December 9th, 2006
today I’m calling you mister poo because of the poo you got on you yesterday you munty. I’m banning you from touching me today, maybe tomorrow but today i not in the mood. you’fve putme right off with that poo thing man, what you go and grab his poo for? jeeeeez.
So yeah look, we’re in space and looking for a domed city, because in the distance is a massive MASSIVE mecha-santa that’s attacking. it got these well mint feet that project force fields under so he can walk along in space, which is all mad because of there’s no gravity here, so it’s like the most messed-up 3d rotating space level ever with this robot thing cutting through the middle of it all. He blasting everything out of way like they’re just all this stuff in the way!
right, we need to defart… MOHH DEFART! I GENUINELY MEANT TO TYPE “DEFEAT” AND WASN’T LOOKING HO HO HO , so we need to defart teh mecha santa. what can we do.
you need to defreat teh mecha massive santa. Do you:
- 1) smack him to his bum
- 2) pull him beard
- 3) tell him that mum of he does spleeing with many humans
- 4) WIGGLE HE
i can’t think how we would wiggle mecha santa, but any suggestions would be good.
meantime there’s a door here and is got a chocolate remote control in.

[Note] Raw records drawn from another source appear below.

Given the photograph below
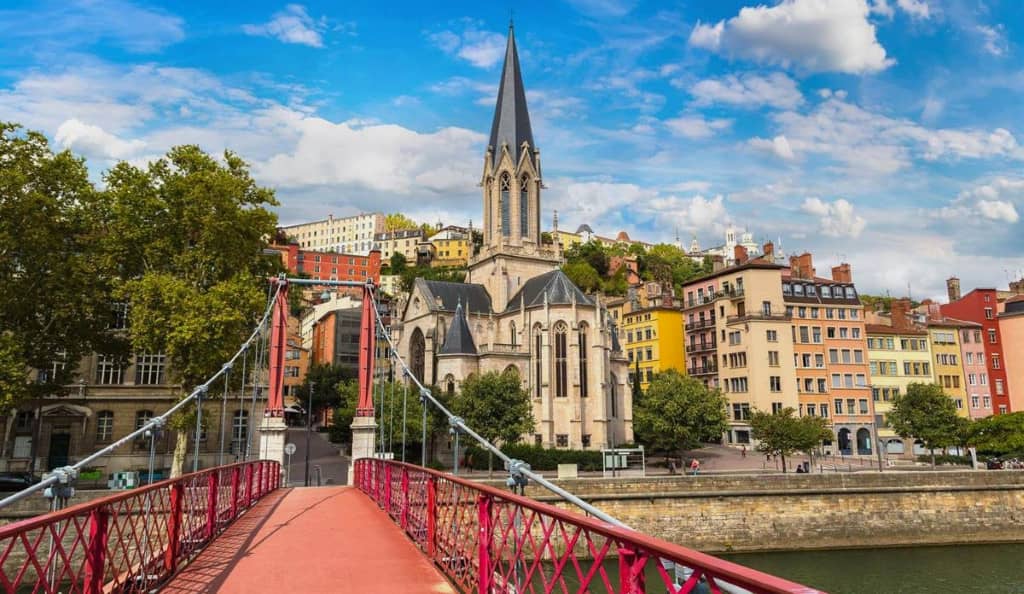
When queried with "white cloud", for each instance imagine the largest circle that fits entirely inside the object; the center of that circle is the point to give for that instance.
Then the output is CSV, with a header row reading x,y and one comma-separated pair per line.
x,y
480,48
95,142
812,35
867,142
293,25
779,146
837,218
994,39
696,126
85,22
749,90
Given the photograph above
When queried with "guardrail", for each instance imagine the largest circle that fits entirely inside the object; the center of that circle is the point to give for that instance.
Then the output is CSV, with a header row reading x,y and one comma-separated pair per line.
x,y
488,541
132,541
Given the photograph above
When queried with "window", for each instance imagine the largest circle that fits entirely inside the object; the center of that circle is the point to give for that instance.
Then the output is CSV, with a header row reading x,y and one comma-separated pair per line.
x,y
150,369
109,371
104,425
583,364
561,383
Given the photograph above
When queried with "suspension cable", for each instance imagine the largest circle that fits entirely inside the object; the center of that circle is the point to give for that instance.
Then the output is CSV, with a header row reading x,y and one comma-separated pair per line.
x,y
67,474
517,469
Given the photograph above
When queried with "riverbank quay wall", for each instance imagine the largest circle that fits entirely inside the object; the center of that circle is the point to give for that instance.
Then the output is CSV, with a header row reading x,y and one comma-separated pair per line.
x,y
785,512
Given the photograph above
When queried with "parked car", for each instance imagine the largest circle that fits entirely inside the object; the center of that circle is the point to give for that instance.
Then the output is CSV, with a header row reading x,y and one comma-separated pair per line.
x,y
15,480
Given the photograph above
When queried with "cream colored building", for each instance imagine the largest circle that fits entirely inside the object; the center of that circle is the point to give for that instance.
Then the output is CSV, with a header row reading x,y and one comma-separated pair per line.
x,y
516,310
351,235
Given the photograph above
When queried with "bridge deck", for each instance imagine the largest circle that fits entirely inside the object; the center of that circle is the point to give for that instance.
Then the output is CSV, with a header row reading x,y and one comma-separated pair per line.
x,y
311,540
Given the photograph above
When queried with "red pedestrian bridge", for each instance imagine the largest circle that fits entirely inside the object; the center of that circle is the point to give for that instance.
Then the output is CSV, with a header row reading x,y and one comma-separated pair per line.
x,y
400,528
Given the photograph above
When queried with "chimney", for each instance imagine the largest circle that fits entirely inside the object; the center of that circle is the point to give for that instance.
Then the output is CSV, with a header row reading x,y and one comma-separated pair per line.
x,y
900,310
802,266
952,289
842,273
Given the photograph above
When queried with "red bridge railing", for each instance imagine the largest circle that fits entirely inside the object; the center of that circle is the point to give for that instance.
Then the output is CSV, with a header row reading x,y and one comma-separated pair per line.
x,y
488,541
132,541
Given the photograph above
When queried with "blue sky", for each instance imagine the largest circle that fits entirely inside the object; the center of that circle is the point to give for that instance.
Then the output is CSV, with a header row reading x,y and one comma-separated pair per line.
x,y
886,133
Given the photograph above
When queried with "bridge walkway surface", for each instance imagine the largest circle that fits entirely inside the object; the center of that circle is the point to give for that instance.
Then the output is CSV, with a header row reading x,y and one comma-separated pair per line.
x,y
331,539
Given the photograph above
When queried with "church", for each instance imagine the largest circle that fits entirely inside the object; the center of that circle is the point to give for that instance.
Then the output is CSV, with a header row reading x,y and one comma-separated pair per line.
x,y
517,310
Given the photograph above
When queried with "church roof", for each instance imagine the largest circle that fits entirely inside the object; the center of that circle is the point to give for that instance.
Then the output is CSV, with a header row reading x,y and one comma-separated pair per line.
x,y
445,296
459,340
553,288
511,124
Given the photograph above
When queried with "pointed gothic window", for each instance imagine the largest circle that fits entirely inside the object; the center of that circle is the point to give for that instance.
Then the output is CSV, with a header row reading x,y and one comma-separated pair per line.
x,y
583,361
506,186
561,385
524,207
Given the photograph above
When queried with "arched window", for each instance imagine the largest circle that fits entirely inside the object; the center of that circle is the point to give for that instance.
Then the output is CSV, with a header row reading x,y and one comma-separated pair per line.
x,y
104,425
524,206
561,379
583,361
417,352
240,431
538,361
506,187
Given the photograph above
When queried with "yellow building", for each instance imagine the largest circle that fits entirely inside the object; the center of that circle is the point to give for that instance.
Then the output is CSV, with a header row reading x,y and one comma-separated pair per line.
x,y
899,356
653,341
948,369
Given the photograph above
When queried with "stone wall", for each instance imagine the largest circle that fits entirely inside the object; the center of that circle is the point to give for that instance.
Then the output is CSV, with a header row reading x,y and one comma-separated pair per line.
x,y
813,511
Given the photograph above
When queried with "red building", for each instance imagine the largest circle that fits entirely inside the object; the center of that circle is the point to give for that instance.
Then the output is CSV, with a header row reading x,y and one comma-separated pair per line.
x,y
331,265
982,306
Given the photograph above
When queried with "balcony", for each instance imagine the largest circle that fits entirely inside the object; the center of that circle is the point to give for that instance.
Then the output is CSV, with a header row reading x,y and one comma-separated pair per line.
x,y
699,324
701,346
758,316
702,370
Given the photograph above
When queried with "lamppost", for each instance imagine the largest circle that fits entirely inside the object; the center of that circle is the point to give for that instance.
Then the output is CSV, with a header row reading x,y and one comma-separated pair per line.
x,y
309,424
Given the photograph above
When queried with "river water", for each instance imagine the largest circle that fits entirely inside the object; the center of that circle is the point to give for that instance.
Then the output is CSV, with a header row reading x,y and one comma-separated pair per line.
x,y
952,569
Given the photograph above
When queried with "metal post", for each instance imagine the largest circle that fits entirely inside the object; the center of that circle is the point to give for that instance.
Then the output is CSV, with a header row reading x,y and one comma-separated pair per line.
x,y
309,419
484,538
95,551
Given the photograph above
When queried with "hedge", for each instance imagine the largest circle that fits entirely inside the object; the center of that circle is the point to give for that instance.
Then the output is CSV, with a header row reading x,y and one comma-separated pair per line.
x,y
538,457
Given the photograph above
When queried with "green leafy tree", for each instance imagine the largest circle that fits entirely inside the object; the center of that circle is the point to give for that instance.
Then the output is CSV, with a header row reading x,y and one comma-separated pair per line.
x,y
55,303
998,434
186,235
583,274
926,413
678,413
782,433
398,222
497,407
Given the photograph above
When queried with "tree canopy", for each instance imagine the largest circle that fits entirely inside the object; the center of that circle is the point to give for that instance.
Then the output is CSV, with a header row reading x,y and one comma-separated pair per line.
x,y
926,413
678,413
782,433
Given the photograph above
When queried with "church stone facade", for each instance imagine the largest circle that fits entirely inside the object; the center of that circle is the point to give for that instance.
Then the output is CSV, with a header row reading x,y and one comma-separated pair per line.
x,y
516,309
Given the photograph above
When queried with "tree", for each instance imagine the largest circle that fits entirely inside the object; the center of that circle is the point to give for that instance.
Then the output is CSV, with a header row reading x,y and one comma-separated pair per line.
x,y
678,413
55,303
186,236
398,222
998,434
497,407
782,433
583,276
926,413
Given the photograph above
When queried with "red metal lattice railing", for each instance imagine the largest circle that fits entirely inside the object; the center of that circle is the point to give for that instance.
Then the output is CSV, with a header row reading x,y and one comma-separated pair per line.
x,y
488,541
133,541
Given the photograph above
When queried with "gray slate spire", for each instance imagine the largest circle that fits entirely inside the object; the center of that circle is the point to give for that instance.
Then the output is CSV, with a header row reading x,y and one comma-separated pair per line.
x,y
511,124
459,340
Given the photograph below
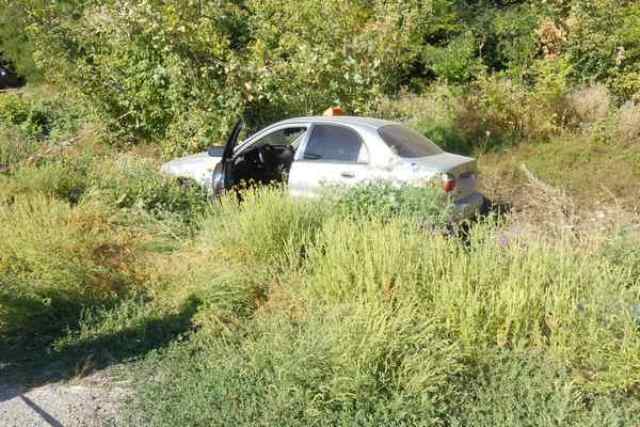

That’s weird.
You can have that because I had yesterdays’! ?
Oh, but wait. Because you caught the man’s poo in your hand I don’t think you should touch it, so i will fire the chocolate direct into your mouth. Now, stand there and open your mouth…
i get into firing position…
i am readying the firing mechanism…
heheheha did you get it in your mouth?
right in? you swallow the chocolate?
swallow it all down?
EHEHEHEHE YOU JUST ATE MY POO! I JUST BENT OVER AND FIRED A POO TO SEE IF YOU’D DO IT AGAIN! YOU ATE IT! HA HA HAA! I’VE GOT THE CHOCOLATE HERE LOOK, I’M HAVING THAT *UM NUM NUM* HEHEHAHAHA
I CAN’T BELIEVE IT ! OHOHOHO
I can’t believe you just ate my poo mate.
You’re sick man, I don’t want to hang with you any more.